When using Azure Active Directory B2C you can control how your users access, register and manage their accounts for your applications. While configuring Azure AD B2C you have the option to use User Flows or Custom Policies to handle these processes. User Flows make use of the Azure Portal Interface, while Custom Policies allow you to change the backend XML. One of the capabilities available with both methods is the configuration of complexity around accepted passwords. This blog will quickly run through the different options.
The screenshot above shows the options you can select from a User Flow. The first option is ‘Simple’ which limits the password length to be between 8 characters and 64 characters. The second option is ‘Strong’ and has the same length restraint, but also needs three out of a lowercase character, uppercase character, a number or a symbol. The third is ‘Custom’ which gives you a little more room around password limitations which you can see in the screenshot below. The fourth is ‘Legacy’ which is similar to Strong but with a max limitation of 16 characters and a static error message. It is recommended to not use ‘Legacy’.

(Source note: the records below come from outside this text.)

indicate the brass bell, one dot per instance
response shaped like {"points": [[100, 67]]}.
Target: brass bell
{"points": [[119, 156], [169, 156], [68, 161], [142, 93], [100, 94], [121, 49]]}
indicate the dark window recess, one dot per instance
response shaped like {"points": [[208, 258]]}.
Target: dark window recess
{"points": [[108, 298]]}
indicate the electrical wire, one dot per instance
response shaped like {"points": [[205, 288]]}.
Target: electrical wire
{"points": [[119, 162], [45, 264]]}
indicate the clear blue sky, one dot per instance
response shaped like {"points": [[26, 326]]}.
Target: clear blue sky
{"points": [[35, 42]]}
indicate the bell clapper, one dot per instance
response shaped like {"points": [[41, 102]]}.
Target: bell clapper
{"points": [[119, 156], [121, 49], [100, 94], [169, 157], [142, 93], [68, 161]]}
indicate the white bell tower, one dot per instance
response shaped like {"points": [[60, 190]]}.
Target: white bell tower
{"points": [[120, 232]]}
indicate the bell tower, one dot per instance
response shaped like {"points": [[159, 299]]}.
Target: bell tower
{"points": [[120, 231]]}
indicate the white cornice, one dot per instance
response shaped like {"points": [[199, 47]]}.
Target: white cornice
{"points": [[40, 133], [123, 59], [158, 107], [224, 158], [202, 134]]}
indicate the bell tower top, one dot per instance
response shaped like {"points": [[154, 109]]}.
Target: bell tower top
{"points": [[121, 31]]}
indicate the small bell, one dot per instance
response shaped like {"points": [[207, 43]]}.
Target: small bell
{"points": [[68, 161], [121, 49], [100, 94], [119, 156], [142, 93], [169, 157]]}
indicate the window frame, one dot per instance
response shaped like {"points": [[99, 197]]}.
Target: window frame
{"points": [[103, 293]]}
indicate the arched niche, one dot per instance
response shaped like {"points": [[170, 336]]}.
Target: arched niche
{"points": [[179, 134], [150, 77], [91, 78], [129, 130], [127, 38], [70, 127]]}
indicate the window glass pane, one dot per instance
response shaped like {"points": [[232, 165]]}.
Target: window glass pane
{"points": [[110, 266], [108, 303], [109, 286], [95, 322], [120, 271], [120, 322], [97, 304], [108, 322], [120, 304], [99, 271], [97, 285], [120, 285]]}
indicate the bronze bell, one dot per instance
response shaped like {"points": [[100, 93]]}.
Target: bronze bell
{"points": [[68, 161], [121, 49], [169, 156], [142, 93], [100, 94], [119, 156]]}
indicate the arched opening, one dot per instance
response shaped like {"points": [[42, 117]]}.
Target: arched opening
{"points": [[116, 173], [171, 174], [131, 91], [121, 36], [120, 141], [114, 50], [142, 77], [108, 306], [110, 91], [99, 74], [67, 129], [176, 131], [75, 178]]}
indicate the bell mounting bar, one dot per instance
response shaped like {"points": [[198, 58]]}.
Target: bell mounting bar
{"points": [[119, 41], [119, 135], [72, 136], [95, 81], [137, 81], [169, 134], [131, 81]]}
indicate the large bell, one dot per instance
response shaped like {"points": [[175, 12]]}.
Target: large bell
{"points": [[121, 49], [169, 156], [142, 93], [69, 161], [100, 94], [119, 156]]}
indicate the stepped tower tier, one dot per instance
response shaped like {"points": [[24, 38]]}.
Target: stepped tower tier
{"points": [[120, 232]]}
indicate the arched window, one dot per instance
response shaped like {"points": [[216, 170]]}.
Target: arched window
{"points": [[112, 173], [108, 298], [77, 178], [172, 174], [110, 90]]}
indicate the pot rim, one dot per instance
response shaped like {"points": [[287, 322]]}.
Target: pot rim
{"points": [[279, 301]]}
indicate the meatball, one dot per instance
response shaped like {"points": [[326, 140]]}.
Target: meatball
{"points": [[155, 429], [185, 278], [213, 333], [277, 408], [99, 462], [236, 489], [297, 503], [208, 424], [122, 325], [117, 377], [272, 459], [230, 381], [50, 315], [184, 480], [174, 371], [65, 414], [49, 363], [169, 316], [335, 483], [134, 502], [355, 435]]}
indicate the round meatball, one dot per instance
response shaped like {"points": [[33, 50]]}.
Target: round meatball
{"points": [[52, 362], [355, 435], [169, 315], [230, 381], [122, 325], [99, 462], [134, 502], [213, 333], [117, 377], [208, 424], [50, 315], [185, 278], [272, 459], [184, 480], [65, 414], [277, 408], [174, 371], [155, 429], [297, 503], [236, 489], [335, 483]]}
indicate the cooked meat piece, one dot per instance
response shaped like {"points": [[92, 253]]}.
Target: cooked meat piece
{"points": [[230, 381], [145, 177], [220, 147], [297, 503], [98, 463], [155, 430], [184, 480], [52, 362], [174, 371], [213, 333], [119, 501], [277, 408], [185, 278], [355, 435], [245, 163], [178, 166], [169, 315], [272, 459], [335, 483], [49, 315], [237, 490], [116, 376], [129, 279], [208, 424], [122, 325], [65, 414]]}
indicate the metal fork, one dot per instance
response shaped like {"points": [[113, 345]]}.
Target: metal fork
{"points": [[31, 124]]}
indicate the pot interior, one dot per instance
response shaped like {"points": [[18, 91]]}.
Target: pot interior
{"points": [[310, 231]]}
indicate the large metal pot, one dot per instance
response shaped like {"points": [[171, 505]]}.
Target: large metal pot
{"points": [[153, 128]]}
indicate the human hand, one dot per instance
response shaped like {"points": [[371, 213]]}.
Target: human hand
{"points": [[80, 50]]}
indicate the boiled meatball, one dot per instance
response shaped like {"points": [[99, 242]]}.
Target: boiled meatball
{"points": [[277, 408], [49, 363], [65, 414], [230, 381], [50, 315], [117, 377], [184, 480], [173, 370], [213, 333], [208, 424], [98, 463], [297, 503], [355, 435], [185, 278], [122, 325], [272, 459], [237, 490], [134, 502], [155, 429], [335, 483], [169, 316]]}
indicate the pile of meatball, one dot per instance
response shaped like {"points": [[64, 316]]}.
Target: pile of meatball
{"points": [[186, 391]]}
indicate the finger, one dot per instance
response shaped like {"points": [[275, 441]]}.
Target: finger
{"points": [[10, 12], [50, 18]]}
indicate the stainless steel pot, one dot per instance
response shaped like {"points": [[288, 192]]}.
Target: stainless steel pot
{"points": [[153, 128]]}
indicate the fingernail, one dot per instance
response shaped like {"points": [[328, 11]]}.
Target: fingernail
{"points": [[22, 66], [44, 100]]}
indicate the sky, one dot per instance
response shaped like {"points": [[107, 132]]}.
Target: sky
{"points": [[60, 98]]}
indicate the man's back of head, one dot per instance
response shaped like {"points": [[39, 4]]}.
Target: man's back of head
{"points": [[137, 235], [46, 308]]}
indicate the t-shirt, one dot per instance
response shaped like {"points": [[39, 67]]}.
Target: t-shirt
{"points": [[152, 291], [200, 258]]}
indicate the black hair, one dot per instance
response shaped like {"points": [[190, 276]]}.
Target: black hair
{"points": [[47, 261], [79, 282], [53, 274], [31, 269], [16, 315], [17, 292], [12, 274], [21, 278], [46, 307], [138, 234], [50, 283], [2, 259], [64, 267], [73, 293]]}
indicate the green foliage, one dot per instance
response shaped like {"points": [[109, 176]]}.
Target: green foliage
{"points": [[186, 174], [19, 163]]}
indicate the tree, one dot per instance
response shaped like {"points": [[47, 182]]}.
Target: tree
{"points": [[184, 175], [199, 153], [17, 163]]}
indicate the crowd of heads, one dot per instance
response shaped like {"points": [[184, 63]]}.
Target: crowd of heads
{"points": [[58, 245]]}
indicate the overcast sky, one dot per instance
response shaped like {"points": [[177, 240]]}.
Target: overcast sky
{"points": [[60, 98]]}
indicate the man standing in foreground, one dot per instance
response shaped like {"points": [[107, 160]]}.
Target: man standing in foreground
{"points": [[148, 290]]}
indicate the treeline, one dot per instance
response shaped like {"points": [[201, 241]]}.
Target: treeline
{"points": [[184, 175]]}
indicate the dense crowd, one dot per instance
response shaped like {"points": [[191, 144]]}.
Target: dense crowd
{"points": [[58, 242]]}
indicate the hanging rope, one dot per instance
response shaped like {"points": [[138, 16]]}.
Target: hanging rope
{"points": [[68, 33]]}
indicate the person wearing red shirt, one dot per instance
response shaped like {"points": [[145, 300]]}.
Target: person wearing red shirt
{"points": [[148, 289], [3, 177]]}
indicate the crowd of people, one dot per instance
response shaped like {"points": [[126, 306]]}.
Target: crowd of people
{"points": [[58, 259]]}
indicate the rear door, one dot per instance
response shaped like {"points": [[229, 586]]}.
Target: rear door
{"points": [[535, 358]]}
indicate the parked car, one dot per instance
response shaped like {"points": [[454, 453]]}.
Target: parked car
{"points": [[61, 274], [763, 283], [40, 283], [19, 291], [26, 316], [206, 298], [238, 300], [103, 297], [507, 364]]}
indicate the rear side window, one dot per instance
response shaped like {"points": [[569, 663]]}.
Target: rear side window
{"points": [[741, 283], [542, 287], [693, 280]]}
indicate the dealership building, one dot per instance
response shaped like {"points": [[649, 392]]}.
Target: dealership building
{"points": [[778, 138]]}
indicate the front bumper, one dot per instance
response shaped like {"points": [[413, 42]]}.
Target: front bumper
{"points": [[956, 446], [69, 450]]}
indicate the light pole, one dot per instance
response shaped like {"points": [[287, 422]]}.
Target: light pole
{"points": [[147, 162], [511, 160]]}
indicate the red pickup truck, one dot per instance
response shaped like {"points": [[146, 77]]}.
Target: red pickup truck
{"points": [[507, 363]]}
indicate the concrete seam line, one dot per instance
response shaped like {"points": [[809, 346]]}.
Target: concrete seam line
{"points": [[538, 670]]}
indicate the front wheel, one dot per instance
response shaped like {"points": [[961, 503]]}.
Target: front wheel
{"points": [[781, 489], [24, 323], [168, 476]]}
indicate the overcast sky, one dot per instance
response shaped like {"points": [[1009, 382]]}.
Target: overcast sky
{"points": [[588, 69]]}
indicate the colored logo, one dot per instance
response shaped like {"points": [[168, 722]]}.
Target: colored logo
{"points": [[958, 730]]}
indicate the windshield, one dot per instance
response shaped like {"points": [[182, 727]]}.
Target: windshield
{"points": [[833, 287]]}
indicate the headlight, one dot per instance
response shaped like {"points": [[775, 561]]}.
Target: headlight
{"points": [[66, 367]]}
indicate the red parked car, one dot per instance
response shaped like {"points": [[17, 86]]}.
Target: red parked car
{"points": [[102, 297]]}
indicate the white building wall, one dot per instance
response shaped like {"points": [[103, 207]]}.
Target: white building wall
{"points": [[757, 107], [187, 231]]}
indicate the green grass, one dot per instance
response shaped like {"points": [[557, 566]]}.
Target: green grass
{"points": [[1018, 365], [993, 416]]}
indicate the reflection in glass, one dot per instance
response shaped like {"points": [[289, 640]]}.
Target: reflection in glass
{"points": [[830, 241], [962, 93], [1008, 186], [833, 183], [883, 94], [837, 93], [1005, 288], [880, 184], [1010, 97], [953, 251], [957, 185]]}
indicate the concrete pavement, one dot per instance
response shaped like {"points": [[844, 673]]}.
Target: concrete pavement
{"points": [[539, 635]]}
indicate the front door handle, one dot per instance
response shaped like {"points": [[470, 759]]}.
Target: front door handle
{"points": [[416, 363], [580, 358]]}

With Custom Policies the same options are available, but you have a lot more freedom in how you configure them. The screenshot below shows the TrustFrameworkBase.xml file where the Predicates are found. As you can see, unlike the User Flows, you can add custom predicates to define what needs to be included in the password. For example, the screenshot below shows that the password needs to at least have the ‘@’ symbol in it.
If you’d like even more freedom than this, you also can completely scrap B2C’s configurable passwords and replace it with regex. The first step of this would be disabling B2C’s password restrictions by adding ‘DisableStrongPassword’ to the password policy claim. An example of this is in the screenshot below.
The second part of this would be attaching the regex to the password field. You can see a quick example of this in the screenshot below where the password is being limited to a max of 256 characters. With this you’ll be able to configure your password complexity to whatever you choose.